忠勇侯得知消息后,一点不想进宫,他想陪太子一起去大魏。

但他很清楚,手握兵权的他是不可能离开大渊去大魏的。

满腔憋苦,陪着皇帝灌了几坛子酒后,直接抱着皇帝嘤嘤喊爹,哭得好不凄惨。

“他这是什么毛病?”

皇帝从起初的震惊,到后面的惊吓,“快,快,将他拉走,拉走。
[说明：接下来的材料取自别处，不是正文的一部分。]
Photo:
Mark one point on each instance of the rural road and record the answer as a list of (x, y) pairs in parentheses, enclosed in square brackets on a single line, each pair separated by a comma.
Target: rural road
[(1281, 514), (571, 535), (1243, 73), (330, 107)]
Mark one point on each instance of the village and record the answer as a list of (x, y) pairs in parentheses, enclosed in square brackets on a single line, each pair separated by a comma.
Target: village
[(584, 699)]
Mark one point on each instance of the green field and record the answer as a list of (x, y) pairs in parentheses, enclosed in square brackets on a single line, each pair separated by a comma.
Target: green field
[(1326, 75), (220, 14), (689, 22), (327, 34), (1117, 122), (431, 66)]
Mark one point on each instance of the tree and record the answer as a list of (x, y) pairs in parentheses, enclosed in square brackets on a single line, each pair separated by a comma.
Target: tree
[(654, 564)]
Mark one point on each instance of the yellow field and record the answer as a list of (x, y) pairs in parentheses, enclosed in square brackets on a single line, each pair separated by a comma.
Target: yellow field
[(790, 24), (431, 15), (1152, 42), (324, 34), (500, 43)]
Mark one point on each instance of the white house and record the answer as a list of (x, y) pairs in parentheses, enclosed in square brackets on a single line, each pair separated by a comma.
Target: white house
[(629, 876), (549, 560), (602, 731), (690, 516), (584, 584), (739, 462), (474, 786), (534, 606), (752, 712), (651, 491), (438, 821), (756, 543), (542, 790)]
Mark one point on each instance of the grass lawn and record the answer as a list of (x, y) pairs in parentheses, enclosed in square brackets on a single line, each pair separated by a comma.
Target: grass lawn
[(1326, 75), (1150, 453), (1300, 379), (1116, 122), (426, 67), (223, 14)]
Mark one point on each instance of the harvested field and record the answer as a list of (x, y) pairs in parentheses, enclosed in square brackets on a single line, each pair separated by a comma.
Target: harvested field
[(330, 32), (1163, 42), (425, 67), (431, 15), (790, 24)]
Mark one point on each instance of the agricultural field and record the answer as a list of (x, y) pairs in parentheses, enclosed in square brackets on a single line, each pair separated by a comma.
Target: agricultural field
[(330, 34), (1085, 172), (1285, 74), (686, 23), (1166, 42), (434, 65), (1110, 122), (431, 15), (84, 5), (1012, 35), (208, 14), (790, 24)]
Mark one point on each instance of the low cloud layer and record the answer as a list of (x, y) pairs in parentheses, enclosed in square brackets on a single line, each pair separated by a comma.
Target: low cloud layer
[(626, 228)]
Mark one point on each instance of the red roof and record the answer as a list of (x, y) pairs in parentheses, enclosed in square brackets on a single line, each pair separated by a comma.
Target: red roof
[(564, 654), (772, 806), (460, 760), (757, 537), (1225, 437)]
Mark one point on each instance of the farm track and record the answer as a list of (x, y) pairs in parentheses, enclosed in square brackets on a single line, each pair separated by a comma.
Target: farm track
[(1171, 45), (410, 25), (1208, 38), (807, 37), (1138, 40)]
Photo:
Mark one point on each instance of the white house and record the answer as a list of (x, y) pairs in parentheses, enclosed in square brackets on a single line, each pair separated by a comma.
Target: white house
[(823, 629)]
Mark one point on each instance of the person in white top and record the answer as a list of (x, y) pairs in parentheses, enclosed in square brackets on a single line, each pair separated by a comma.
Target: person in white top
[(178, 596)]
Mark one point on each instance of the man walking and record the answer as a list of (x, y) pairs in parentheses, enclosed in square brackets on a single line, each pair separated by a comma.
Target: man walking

”

他还没被五大三粗的大男人抱过,实在瘆得慌,何况对方还喊他爹。

爹他奶奶个腿。

他有太子宁王那么好的儿子,要这老帮菜做儿子。

没想到,忠勇侯酒后力气大得很,陈伴君带着几个太监压根拉不动。

忠勇侯一把压在皇帝的腿上,呜呜道,“爹,我知道你心里也苦得很,要不你也哭一哭,哭出来心里就好多了……”

皇帝,“……”

大男人哭什么哭,不害臊。

忠勇侯,“爹你是不是不会,我教你,嘴一瘪,眼一眨,老帮菜啊,心里苦啊,无人诉啊,泪儿流啊,爹呀爹呀,儿心苦啊……”

悲惨凄婉的哭了一段,他擦了把泪,看着皇帝。

“爹,你咋不哭?我跟你说,说男儿有泪不轻弹的都是在放屁,同样都是人,凭什么男儿就不能哭,你哭吧,哭完你就不苦了,男人哭吧哭吧不是罪……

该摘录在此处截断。